Computing Systems Status
Updated 6/15/2026: Due to a cooling issue in one of the McCleary racks at West Campus, the nodes that have names beginning with r813 (except for r813u29n09 and r813u29n11) are currently down. This outage is caused by a faulty Liquid Cooling Distribution Unit, causing equipment in the rack to overheat and shutdown. We are working with the CDU vendor to resolve the issue.
This issue impacts the following McCleary scheduler partitions:
- 26 of the 33 nodes in the day partition
- 14 of the 16 nodes in the week partition
- 1 of the 20 nodes in the gpu partition
- 1 of the 3 nodes in the pi_gerstein_gpu partition
- 2 of the 10 nodes in the pi_jetz partition
- 4 of the 4 nodes in the pi_ohern partition
- 2 of the 2 nodes in the pi_sestan partition
- 4 of the 4 nodes in the pi_tsang partition
Slurm jobs can be submitted as usual, however any jobs that would start on the affected nodes won’t start until after the cooling issue is resolved.
The vendor will be onsite Wednesday, 6/17/2026 to resolve the issue.
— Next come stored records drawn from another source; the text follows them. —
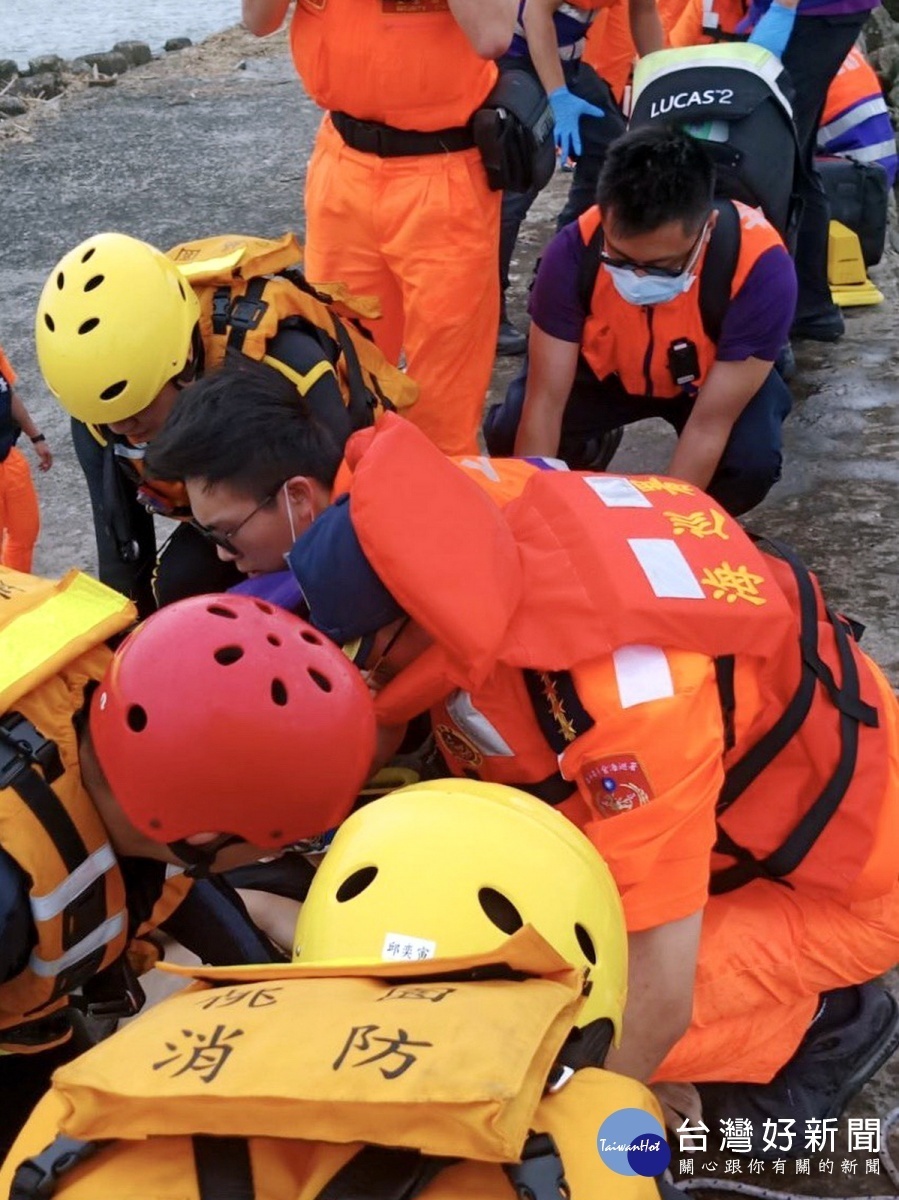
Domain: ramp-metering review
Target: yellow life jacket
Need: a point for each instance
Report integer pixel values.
(249, 286)
(430, 1073)
(51, 648)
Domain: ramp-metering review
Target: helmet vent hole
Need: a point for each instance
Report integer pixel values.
(355, 883)
(499, 910)
(136, 718)
(586, 942)
(228, 654)
(318, 679)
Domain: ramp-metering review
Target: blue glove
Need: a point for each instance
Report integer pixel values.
(774, 29)
(567, 111)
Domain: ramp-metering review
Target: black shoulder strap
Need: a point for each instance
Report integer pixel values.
(718, 268)
(381, 1173)
(589, 269)
(223, 1168)
(852, 712)
(384, 1173)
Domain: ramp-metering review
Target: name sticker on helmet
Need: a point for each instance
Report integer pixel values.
(399, 947)
(690, 100)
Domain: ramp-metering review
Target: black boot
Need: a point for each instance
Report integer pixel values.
(510, 341)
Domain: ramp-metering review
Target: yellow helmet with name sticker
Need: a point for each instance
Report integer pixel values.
(114, 324)
(455, 867)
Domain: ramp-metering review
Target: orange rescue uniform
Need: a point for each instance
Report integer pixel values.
(555, 682)
(19, 513)
(420, 232)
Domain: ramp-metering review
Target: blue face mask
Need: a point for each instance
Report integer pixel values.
(648, 289)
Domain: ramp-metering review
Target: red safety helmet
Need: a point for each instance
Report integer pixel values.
(226, 714)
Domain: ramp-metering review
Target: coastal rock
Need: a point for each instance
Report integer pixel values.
(12, 106)
(109, 63)
(43, 85)
(137, 53)
(46, 63)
Their work is expected to complete by the end of the day.
We realize this is an impact to your work and apologize for the inconvenience. If you have any questions, comments, or concerns, please contact us at research.computing@yale.edu.
Resolved past issues:
6/4/2026 13:00: Hopper experienced a system issue that impacted availability. We engaged the storage vendor to resolve the issue. Hopper availability was restored by 15:30.
6/1/2026 8am-3pm: Reduced Capacity on McCleary: To address a cooling issue in one of the McCleary racks at West Campus, we needed to temporarily take down the McCleary nodes that have names beginning with r813 (except for r813u29n09 and r813u29n11). The work took place from 8am-3pm on Monday, June 1, 2026.
5/11/2026: There was a power drop at the West Campus Data Center on the morning of 5/11/2026. This impacted running jobs on McCleary, Grace, Misha and Milgram. Please check your jobs to see how they were impacted.
2/13/2026: Bouchet scheduler issues have been resolved. All systems are operational.